Tom Bobbins clavó su bowie-knife en la mesa, según su costumbre, y me propuso una partida de ecarté. Accedí humildemente a sus deseos. Se puso a jugar y a ganar con el ímpetu de un ahorcado. Sin embargo no creo que Tom se haya balanceado jamás en un patíbulo, porque era demasiado astuto para eso. Y al revés que en los espeluznantes relatos de espectros, el oro que gané a Tom Bobbins no se transformó en hojas de roble ni en brasas apagadas, porque precisamente no le gané absolutamente nada y fue él quien me saqueó lo que llevaba en el bolsillo. Después, empezó a jurar como un condenado; me contó historias terroríficas y corrompió toda la inocencia que me quedaba. Extendió la mano hacia el ponche y se lo tragó hasta la última gota; no me atreví a hacer ni un solo gesto para detenerle.
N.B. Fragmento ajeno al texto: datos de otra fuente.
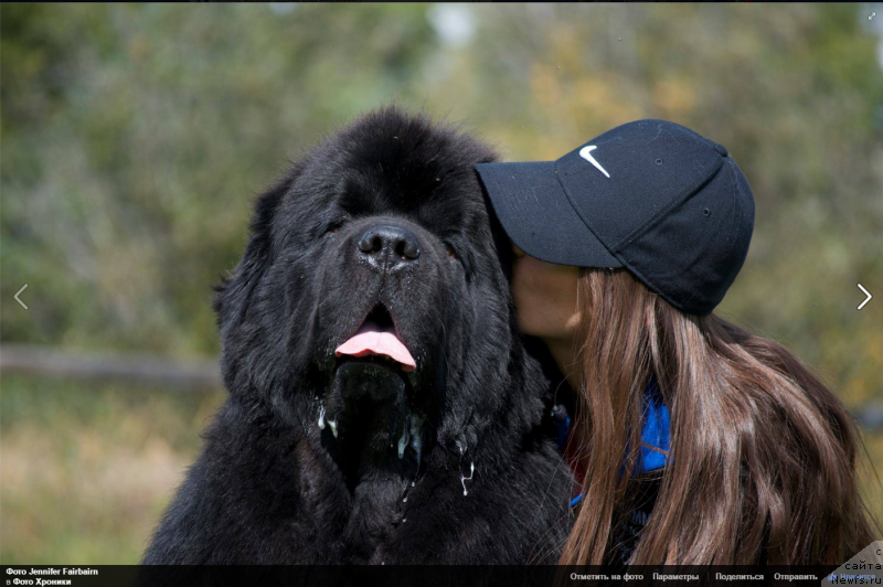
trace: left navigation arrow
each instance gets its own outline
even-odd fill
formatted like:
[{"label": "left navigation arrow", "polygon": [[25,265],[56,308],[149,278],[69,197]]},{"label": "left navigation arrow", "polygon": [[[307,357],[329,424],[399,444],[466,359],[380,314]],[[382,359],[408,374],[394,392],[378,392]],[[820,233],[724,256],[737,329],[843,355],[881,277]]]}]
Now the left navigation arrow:
[{"label": "left navigation arrow", "polygon": [[24,284],[23,286],[21,286],[21,289],[20,289],[20,290],[18,290],[18,291],[15,292],[15,295],[14,295],[14,296],[12,296],[12,297],[13,297],[13,298],[15,298],[15,301],[18,301],[19,303],[21,303],[21,307],[22,307],[22,308],[24,308],[24,309],[26,310],[26,309],[28,309],[28,306],[26,306],[26,305],[25,305],[23,301],[21,301],[21,298],[19,298],[19,296],[21,296],[21,292],[22,292],[22,291],[24,291],[25,289],[28,289],[28,284]]}]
Porque sabía que un instante después hubiera tenido su cuchillo en el vientre. Después me pidió noticias de mi mujer con un gesto terriblemente obsceno, y por un instante me entraron ganas de aplastarle lo que aún le quedaba de nariz. Contuve aquel deplorable instinto, pero decidí interiormente que mi mujer no le enviaría un chaleco tejido por ella. Luego cogió mi correspondencia de los bolsillos de mi abrigo y se puso a leer las cartas de mis amigos, haciendo diversos comentarios irónicos y desagradables. Realmente Tom Bobbins el esqueleto era muy soportable, pero, Dios mío, el Bobbins de carne y hueso era absolutamente terrorífico.
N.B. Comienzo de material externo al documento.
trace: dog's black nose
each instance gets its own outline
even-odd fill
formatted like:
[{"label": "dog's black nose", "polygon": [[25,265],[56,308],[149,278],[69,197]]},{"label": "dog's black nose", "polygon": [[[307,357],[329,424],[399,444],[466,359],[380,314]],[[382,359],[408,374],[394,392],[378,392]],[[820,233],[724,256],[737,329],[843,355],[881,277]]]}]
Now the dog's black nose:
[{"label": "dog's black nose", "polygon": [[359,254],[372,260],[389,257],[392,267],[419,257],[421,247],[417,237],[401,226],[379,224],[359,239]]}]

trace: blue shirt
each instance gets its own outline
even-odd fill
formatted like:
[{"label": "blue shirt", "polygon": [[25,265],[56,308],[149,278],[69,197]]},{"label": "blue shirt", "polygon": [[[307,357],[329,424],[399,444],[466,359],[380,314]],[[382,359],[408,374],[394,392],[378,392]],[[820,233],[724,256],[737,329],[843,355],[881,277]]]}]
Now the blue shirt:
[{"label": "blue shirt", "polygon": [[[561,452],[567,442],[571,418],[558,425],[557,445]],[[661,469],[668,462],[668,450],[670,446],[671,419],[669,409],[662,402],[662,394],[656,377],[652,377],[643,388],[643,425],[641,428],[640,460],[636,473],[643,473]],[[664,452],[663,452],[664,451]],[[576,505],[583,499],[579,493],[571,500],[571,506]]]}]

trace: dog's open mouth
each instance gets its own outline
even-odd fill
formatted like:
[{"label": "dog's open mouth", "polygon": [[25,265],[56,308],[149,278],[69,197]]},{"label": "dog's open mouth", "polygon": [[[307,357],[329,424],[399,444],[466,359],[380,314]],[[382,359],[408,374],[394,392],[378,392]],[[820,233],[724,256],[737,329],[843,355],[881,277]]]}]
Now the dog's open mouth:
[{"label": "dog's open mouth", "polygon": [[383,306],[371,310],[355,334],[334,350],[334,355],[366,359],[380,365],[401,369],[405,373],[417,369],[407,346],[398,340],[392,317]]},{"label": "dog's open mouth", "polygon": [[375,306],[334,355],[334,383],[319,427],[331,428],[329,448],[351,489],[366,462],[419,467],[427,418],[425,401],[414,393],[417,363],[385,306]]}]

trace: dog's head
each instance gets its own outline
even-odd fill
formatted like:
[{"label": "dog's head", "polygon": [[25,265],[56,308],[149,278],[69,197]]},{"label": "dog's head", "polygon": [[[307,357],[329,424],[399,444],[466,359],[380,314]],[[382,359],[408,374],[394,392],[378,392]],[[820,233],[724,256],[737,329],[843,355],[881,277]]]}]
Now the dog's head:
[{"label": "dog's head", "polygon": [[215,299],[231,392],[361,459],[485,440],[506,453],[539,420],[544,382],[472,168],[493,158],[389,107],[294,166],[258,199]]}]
Cuando hubo terminado la lectura, le advertí suavemente que eran las cuatro de la mañana, y le pregunté si no temía llegar tarde. Me respondió de un modo absolutamente humano que si el vigilante del cementerio se atrevía a decirle la menor cosa, «tendría que vérselas con él». Luego contempló mi reloj con mirada libidinosa, guiñó el ojo izquierdo, me lo pidió, y se lo metió tranquilamente en el bolsillo del chaleco. Inmediatamente después dijo que tenía «asuntos en la ciudad» y se despidió. Antes de irse, se metió dos candelabros en el bolsillo, desatornilló fríamente el pomo de mi bastón y me preguntó sin la menor sombra de remordimiento si podía prestarle uno o dos luises. Le respondí que desgraciadamente no llevaba nada encima, pero que sería un gran honor para mí enviárselos. Me dio su dirección, pero era tal mezcla de rejas, tumbas, cruces y panteones que la olvidé completamente. También hizo un intento con el reloj de pared, pero el reloj de pared era demasiado pesado para él. Cuando me hizo saber a continuación que su deseo era irse por la chimenea, me sentí tan feliz de ver que volvía a sus verdaderos modales de esqueleto que no hice un solo gesto para retenerle. Le oí patalear y trepar por el tubo con alegre tranquilidad. Solamente me pusieron en la cuenta la cantidad de hollín que Tom Bobbins había consumido al subir al tejado.

Estoy asqueado de la sociedad de los esqueletos. Tienen algo humano que me repugna profundamente. La próxima vez que venga Tom Bobbins, me habré bebido el ponche, no dispondré de un céntimo, apagaré la vela y el fuego. Seguramente de ese modo volverá a las auténticas costumbres de los fantasmas, agitando las cadenas y gritando imprecaciones satánicas. Entonces, ya veremos.